Les locataires de la résidence Alive, qui date de 2023, s’organisent pour pallier la multiplication des problèmes : invasion de fourmis, défaut d’étanchéité, chaleur… Le bailleur répond aux abonnés absents.
Les locataires de la résidence Alive, qui date de 2023, s’organisent pour pallier la multiplication des problèmes : invasion de fourmis, défaut d’étanchéité, chaleur… Le bailleur répond aux abonnés absents.
Victoria est la première locataire de l’appartement 301 au sein de la résidence Alive, construite en 2023 quartier Euromédecine, rue de Puech Villa. Depuis cette date, les problèmes s’accumulent. "La veille de mes concours, j’ai pris ma douche à l’eau froide", raconte l’enseignante qui dénonce un problème récurrent. "J’ai galéré à trouver un appartement. C’est tout neuf alors on se dit ça va, mais on ne s’attend pas à tout ça…" s’afflige-t-elle.

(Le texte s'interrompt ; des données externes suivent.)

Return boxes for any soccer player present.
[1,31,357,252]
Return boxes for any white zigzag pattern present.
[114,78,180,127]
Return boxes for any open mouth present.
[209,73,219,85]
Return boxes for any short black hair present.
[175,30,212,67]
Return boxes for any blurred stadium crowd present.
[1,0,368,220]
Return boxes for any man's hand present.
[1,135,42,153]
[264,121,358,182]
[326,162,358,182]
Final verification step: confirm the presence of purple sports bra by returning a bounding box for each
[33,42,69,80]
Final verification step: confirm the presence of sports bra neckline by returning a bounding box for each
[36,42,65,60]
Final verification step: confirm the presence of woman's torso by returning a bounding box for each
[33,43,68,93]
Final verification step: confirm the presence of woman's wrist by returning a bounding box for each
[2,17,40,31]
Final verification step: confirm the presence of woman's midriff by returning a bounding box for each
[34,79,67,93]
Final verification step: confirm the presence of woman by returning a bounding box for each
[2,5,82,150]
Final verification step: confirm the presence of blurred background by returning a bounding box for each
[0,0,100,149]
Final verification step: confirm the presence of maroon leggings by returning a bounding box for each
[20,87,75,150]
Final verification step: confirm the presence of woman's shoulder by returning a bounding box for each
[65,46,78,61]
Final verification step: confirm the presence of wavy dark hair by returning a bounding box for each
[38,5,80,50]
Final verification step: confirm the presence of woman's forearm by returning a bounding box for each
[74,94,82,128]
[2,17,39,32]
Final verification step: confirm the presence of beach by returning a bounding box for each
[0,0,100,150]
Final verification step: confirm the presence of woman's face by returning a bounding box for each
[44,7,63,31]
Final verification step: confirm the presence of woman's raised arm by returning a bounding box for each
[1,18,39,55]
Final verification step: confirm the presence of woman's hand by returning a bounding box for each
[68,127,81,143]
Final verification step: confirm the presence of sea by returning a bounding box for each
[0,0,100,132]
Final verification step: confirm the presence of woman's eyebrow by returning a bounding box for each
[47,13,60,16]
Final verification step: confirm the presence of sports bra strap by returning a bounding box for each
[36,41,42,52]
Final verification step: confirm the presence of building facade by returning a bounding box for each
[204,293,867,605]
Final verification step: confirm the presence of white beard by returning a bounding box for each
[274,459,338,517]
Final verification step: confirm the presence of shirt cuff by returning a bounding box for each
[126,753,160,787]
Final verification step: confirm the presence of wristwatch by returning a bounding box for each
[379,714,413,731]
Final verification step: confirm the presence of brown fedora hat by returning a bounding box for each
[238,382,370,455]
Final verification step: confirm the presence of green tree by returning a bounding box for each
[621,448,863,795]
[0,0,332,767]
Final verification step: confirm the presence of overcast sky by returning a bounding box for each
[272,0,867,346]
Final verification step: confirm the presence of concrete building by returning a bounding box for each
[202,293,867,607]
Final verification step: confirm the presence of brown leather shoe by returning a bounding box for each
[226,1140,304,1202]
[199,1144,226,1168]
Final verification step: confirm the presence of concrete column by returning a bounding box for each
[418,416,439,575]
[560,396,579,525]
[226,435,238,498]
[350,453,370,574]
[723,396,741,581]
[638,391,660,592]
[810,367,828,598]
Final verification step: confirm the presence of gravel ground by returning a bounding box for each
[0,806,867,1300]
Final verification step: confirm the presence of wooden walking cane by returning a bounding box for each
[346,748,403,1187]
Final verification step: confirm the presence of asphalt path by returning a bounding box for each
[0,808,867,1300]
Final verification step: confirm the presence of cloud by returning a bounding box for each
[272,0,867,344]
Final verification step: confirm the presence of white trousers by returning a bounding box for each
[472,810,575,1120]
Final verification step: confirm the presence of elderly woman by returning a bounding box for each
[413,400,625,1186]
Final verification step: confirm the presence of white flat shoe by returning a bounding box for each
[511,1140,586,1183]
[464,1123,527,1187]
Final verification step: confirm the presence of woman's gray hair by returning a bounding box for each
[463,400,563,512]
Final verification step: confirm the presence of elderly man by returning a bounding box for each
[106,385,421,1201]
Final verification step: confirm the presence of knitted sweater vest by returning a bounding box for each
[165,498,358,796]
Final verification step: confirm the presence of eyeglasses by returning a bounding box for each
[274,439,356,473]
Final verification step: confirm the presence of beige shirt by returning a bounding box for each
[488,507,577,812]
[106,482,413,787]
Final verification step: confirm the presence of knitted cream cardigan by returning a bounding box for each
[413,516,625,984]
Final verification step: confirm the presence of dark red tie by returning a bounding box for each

Invasion de fourmis, défaut d’étanchéité, chaleur étouffante… "On n’a pas d’interlocuteur direct", se plaint Rima, une voisine qui a formulé plus de 200 réclamations depuis son arrivée il y a un peu plus de deux ans. Toutes sont recensées sur l’application du bailleur, CDC Habitat, par ailleurs premier bailleur de France. Et sur l’interface du compte de la locataire, les réponses automatiques défilent, comme lorsqu’elle s’informe pour mettre en place la climatisation : "éviter les cuissons au four", "privilégier des draps en coton", "vous hydrater régulièrement"… À l’intérieur de l’appartement, pourtant exposé nord, le thermomètre atteint les 33 degrés.
Les parties communes laissent aussi à désirer. "Merci de laisser l’ascenseur propre" : le mot collé au miroir fait grincer les dents des locataires. Ceux du quatrième le nettoient eux-mêmes quand il y a de l’urine ou des déchets. L’ascenseur est d’ailleurs resté hors fonction pendant trois mois, suite à un dégât des eaux.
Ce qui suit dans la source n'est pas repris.